29 Nov 2016 / 05:39 H.

    KUALA LUMPUR: Malaysia may be one of the few countries in the world which is still seeing good growth when it comes to gross domestic product (GDP), but with household debt standing at 89.1% of GDP and almost four out of five Malaysians having no savings in case of loss of income, every working adult has faced financial stress at some point in their life.
    Credit Counselling and Debt Management Agency (AKPK) financial education manager Nirmala Supramaniam said even though Malaysia’s household debt is high, this does not mean that the people are in trouble.

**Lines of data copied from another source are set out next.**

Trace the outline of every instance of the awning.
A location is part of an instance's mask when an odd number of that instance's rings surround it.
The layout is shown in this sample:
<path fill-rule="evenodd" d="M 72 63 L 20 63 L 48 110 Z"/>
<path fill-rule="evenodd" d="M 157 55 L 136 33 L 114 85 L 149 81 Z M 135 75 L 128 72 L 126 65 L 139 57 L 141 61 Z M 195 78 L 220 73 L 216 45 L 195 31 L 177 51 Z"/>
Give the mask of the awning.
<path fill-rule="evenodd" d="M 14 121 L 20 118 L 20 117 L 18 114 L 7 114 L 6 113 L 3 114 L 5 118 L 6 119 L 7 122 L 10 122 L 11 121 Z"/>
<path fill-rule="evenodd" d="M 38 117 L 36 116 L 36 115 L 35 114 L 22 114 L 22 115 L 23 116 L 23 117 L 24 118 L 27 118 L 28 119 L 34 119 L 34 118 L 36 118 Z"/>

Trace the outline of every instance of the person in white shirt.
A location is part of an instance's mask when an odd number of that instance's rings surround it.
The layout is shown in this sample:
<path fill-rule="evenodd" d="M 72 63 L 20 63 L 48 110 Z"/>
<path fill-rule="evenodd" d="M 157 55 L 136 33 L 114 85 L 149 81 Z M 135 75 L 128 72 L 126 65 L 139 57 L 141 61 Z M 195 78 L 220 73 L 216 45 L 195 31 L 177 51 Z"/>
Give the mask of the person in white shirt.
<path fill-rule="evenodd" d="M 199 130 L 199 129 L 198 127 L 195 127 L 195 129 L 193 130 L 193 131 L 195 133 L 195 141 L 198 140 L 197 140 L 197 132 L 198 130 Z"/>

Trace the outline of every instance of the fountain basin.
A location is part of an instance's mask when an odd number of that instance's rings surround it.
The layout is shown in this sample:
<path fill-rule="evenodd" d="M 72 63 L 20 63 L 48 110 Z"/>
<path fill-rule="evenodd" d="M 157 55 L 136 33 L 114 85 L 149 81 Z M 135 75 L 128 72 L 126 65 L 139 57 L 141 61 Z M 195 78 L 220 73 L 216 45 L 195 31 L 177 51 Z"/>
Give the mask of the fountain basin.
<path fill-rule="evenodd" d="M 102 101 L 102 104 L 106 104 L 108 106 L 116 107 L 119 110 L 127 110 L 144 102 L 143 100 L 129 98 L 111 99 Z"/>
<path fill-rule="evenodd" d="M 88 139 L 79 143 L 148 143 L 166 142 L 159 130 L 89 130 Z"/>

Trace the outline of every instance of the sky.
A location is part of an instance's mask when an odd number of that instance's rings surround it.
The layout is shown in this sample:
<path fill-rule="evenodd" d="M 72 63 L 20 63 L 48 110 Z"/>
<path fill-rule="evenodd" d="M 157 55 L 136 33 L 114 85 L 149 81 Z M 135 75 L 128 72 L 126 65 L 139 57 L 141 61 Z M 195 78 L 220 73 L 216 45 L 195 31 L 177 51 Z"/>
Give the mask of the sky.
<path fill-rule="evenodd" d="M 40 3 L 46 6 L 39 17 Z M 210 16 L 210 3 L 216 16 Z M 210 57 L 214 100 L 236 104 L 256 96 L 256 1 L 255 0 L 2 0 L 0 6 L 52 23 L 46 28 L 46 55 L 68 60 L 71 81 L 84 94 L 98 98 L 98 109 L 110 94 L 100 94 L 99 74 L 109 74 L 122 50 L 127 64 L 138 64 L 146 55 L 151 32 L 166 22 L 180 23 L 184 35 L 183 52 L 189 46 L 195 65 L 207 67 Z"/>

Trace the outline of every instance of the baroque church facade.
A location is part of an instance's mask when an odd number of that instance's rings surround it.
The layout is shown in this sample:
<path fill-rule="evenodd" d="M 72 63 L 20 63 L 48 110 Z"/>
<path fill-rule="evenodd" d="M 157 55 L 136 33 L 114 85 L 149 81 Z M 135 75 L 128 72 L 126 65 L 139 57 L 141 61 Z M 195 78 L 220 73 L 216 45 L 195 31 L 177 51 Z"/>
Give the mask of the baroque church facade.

    ”There’s no statistics to say that we’re financially stressed because stress is a feeling. It could be that people have properties and assets, which are not defined in cash value. Commitments are high but people are still paying (their loans) so you can’t define it as trouble yet, but what can lead to trouble is if there’s a change in your income, it drops and you don’t have a contingency plan,” Nirmala told SunBiz in an interview recently.
    In aggregate, most household debt was undertaken to finance house purchases, according to the Khazanah Research Institute report, The State of Households II. Nonetheless, the overall household balance sheet is still healthy, as households continue to accumulate more financial assets than debt.
    Nirmala said financial stress can be felt when people are worried that they do not have enough money, they might miss their loan payments and not having enough savings for an emergency. The top reason for default or debt problems is poor financial planning.
    “When taking a loan, people usually look at how much is being offered but we should look at how much we can afford. Affordability is important so you can assess how much loan you can take. There’s a lack of planning for the long term and many of us don’t do those calculations. We will just cross the bridge when we come to it. No planning, no budgeting, no cash flow management, all these come under poor financial planning,” she explained.
    When people do not plan, they tend to overborrow, Nirmala said, adding that when giving out loans, banks will look at 60% of one’s income but the ideal debt-to-income ratio should be below 40%.
    A major component of financial resilience is savings.
    Nirmala said the lack of savings can cause financial stress as many people are living month-to-month, within one’s means for survival and have nothing extra.
    Bank Negara Malaysia’s Financial Inclusion and Capability Study found that only 6% of Malaysians can survive more than six months, and 18% up to three months, after losing their main source of income.
    “Most of the people who come to us (AKPK) are borrowing when an emergency happens. That’s when they look for fast cash. Personal loans, car break down, hospital emergencies ... these small emergencies make you start to borrow and eventually it grows big,” said Nirmala.
    She said people go through the financial problem phase in life but how fast a person takes action is what makes the person different.
    “You should immediately move on, seek help, seek advice and change your habits,” said Nirmala.
    Financial Planning Association of Malaysia CEO Linnet Lee said financial stress affects a person’s personal life in terms of relationships with family, friends and colleagues, as well as work life in terms of productivity, absenteeism, health and financial integrity.
    “Among Malaysians, financial stress is high, looking at household debt. Those who are in the 89% will have a certain amount of financial stress, especially those with money woes,” Lee told SunBiz, adding that the high household debt is an alarming situation due to the current economic climate.
    “Although a lot of household debts have assets like cars or houses to back them up, looking at the economy now, a lot of people are finding it hard to pay bills. If you can’t pay, you may lose your house. That is worrying,” said Lee.
    Cases of severe financial stress include suicide due to high debts, broken relationships due to arguments over finances and young people going bankrupt early on in their career.